Wednesday, March 13, 2013

TOP STORY >> Cypert preaches to Cabot ‘choir’

Leader staff writer

Although at first glance the turnout might have appeared to be fair for a town hall meeting held in Cabot on Monday evening to familiarize voters with the projects they will be asked to pay for by extending the city’s existing sales tax on April 9, a closer look would have revealed that the number of actual voters looking for information could be counted on one hand.

Several seats in the Magness Creek Elementary cafeteria were occupied but the audience was made up mostly of city employees, members of Cabot’s park and water and sewer commissions, city council members and members of the Lonoke Prairie Regional Library Board.
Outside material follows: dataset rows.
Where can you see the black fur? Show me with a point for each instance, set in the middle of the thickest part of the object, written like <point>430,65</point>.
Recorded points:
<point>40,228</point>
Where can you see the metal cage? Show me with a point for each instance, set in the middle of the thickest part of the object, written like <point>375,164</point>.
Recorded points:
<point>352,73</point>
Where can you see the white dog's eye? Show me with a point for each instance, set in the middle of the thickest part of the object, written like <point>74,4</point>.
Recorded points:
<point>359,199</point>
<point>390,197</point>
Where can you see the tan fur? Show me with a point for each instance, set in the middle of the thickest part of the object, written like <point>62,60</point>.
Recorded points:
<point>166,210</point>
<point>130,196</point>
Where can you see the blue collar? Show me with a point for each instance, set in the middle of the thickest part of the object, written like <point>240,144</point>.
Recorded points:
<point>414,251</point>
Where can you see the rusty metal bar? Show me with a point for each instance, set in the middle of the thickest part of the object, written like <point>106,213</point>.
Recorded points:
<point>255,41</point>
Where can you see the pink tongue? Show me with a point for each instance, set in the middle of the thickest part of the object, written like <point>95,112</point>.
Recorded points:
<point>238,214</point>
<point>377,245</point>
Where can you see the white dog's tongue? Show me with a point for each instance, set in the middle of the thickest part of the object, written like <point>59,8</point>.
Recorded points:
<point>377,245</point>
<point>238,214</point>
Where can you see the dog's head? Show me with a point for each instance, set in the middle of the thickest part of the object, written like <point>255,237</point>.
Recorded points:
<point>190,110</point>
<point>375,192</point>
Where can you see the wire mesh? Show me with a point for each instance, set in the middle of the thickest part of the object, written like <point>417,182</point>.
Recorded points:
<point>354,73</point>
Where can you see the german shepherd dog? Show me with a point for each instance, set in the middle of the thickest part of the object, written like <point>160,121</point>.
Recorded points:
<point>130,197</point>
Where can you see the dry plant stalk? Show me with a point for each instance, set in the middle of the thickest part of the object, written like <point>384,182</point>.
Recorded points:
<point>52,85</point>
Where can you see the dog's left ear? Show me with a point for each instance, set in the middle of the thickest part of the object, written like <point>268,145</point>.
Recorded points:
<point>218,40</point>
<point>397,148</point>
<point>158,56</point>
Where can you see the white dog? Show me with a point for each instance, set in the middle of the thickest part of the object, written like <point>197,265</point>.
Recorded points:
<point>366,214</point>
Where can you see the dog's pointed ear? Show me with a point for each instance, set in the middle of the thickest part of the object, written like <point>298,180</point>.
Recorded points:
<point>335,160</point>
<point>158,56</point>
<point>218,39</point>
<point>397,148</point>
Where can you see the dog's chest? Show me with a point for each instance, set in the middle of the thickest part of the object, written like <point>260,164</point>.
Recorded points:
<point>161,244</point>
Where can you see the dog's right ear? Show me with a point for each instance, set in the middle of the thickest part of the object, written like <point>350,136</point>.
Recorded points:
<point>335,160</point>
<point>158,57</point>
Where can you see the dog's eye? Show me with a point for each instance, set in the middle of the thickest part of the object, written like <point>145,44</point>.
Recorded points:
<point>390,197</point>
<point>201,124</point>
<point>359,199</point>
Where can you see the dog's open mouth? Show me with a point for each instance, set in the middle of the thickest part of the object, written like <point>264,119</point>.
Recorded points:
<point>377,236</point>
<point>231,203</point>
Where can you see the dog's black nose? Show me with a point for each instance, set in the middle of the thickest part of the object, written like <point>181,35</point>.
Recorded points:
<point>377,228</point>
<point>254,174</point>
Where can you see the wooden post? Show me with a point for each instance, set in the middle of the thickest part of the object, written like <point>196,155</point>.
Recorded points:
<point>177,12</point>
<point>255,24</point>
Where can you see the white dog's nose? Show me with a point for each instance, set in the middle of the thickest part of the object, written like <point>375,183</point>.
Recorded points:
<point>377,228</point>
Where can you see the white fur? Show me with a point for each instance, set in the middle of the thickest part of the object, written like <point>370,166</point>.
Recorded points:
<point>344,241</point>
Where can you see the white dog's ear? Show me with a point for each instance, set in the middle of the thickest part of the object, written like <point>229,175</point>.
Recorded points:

Asked if he was preaching to the choir, Mayor Bill Cypert conceded that the audience was in fact made up almost entirely of those who support extending the sales tax to pay for about $40 million in infrastructure projects.

The mayor has scheduled several town hall meetings, mostly at schools across the district, in an effort to gain support for the tax extension set for election on April 9.

The Monday night meeting highlighted the proposed $2.6 million library that will be built in the old Knight’s building on Main Street as well as the proposed $8.2 million in sewer improvements.

Library Director Leroy Gattin told the audience that growth of the Internet has not made books or the library obsolete and use of the library has actually doubled since the current facility was built in 1996.

“Books won’t go away,” Gattin said. “Not everyone can afford a Kindle or a Nook.”

Plans for the 21,000-squa-re-foot Knight’s building include meeting rooms, more room for the children’s programs and books, more comfortable seating where people can read newspapers and a coffee bar.

Cypert said the old 8,196-square-foot library will be turned over to the senior citizens to replace the center they have outgrown and that building will either be sold or used for some other purpose.

Gary Walker, chairman of the Cabot Water and Wastewater Commission, told the audience that although the $5.7 million Four Mile Creek Project that will increase sewer capacity in the Hwy. 5/Greystone area is getting the most attention, the entire project is made up of seven parts including replacing deteriorating pipes in the older part of the city and upgrading from lift stations to gravity feed lines in the areas of West Oaks, Countrywood, Polk Street and Shiloh subdivisions.

As with all the planned parts, the Four Mile Creek project is intended to take care of existing customers and to allow for growth, Walker said.

In response to comments from Tom Stanley, who opposes the Four Mile Creek project, the mayor said the area it will serve is the only growth area left in Cabot because Cabot is surrounded by other water districts and Cabot won’t annex areas it can’t provide with water.

“Water turfs are highly protected,” he said.

Walker said if the tax extension doesn’t pass, sewer rates would need to more than double to pay for the seven projects.

If it does pass, rates would still need to go up for maintenance and improvements in the area of South Hwy. 89 at the rate of 15 percent a year for five years beginning in 2015.

Walker’s presentation included a 2010 survey that showed Cabot sewer rates are some of the lowest in the area. By comparison, the rate for 5,000 gallons is $17.25 in Searcy, $19.18 in North Little Rock, $22.25 in Ward and $24.67 in Beebe.

In addition to the library and sewer projects, the April 9 ballot includes $9.5 million for the north interchange and connector road to the railroad overpass built with revenue raised from the 2005 tax election, $500,00 to improve drainage in the Highlands subdivision, $5.5 million for expanding the community center and $13.5 million for a baseball park and outdoor pool complex that will be built on Hwy. 321.